James Taylor Seems Like A Bad Fit For The Voice’s Mega Mentor
Cinema Blend- James Taylor has seen fire, rain, and apparently the set of The Voice as he’s heading to the NBC singing competition as Season 18’s mega mentor. Given the folk singer’s accolades it’s no surprise he’d be asked to come on the show to help pull in audiences at home and serve as a mentor, but beyond that reasoning I’m personally having trouble grasping how he’s a good fit.
This isn’t a dig at James Taylor, as what I see as this bad fit has nothing to do with his qualifications. He’s a multi-Grammy winner with a career that has spanned decades and songs that will live on for many years to come, but that doesn’t mean he can be a massive help to the remaining contestants in Season 18 of The Voice as they enter the Knockout Rounds.
To begin, James Taylor’s main genres he’s worked in throughout his career only relate to a few artists in the competition.

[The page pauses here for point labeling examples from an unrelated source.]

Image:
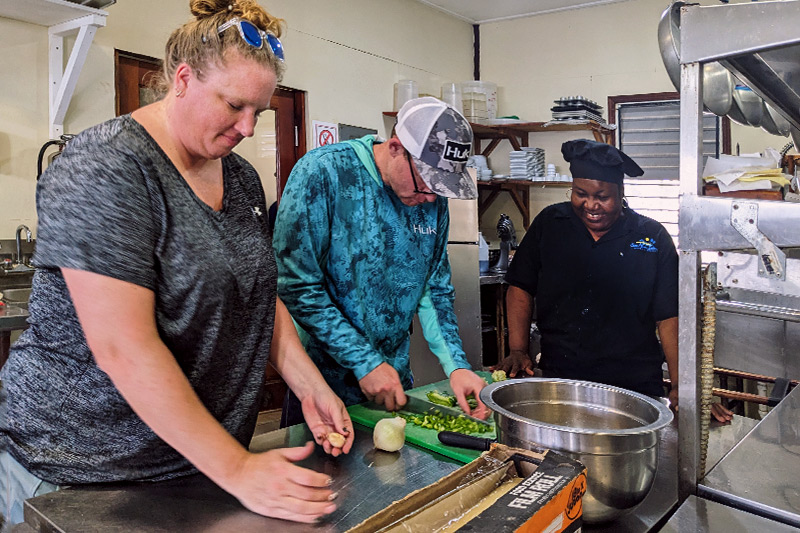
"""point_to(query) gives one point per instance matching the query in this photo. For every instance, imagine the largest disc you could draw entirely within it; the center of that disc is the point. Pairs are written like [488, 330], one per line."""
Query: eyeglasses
[414, 179]
[254, 36]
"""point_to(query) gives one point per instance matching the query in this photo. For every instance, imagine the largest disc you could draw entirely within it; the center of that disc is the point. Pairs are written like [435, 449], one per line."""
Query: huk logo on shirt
[648, 244]
[423, 230]
[455, 151]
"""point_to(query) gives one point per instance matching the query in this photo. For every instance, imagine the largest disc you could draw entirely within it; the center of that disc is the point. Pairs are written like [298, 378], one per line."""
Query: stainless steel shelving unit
[759, 43]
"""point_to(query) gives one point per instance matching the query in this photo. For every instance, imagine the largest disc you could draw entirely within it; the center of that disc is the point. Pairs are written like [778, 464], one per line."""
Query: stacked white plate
[527, 163]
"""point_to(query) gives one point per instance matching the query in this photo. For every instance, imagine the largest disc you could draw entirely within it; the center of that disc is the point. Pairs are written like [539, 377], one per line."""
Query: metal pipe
[28, 237]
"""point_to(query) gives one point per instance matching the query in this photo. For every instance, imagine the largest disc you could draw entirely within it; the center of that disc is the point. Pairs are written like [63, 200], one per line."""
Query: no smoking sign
[325, 133]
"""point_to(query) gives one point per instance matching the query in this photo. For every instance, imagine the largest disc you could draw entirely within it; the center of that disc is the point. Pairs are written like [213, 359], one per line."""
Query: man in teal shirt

Most of these singing hopefuls in Season 18 of The Voice are looking to be pop stars, R&B singers, or modern country stars. There are certainly tinges of folk style in the remaining competitors, and obviously some country, but not the type Taylor was jamming out in his day.
After that, what remains are Taylor’s guitar skills and song-writing ability. While any lesson James Taylor would have to give on either should be gladly gobbled up by a contestant on The Voice, neither skill is especially prioritized in the competition. In truth, even talented musicians are asked to forgo playing an instrument to focus on the singing. This is The Voice after all, a show where cover songs are performed way more than original songs.

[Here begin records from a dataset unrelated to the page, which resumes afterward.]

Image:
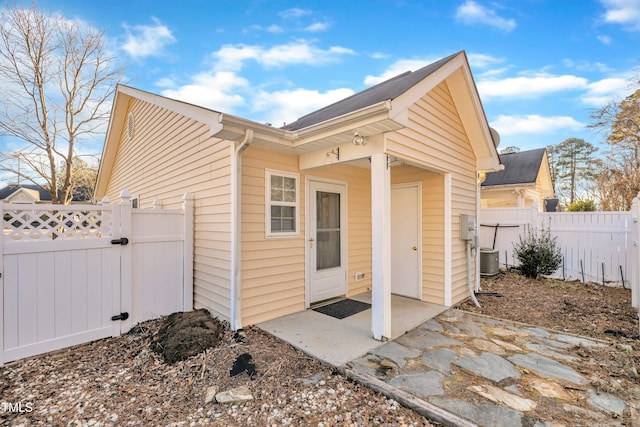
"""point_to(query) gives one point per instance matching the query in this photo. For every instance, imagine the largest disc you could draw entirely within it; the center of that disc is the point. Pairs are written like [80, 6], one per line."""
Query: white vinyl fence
[76, 273]
[595, 246]
[602, 247]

Taylor Swift made sense as a mega mentor on The Voice Season 17. She’s a contemporary artist with insane amounts of success in both country and pop, an accomplished songwriter, and most everyone in the competition that season could relate to her. James Taylor has around 30 years on one of the oldest competitors in this competition, Todd Tilghman. Shouldn’t a mega mentor be an artist a little closer to the era the majority of artists grew up in?
No doubt most of the competitors have heard a song or two by James Taylor in their day, but this was more their parents’, or in some cases, their grandparents’ music. To me, it seems more like The Voice reaching for the biggest name it can get, and worrying less about the overall impact or value that artist can provide to the competitors in Season 18. Perhaps the upcoming mentorship episodes will prove me wrong, but I just can’t see the value Taylor will add.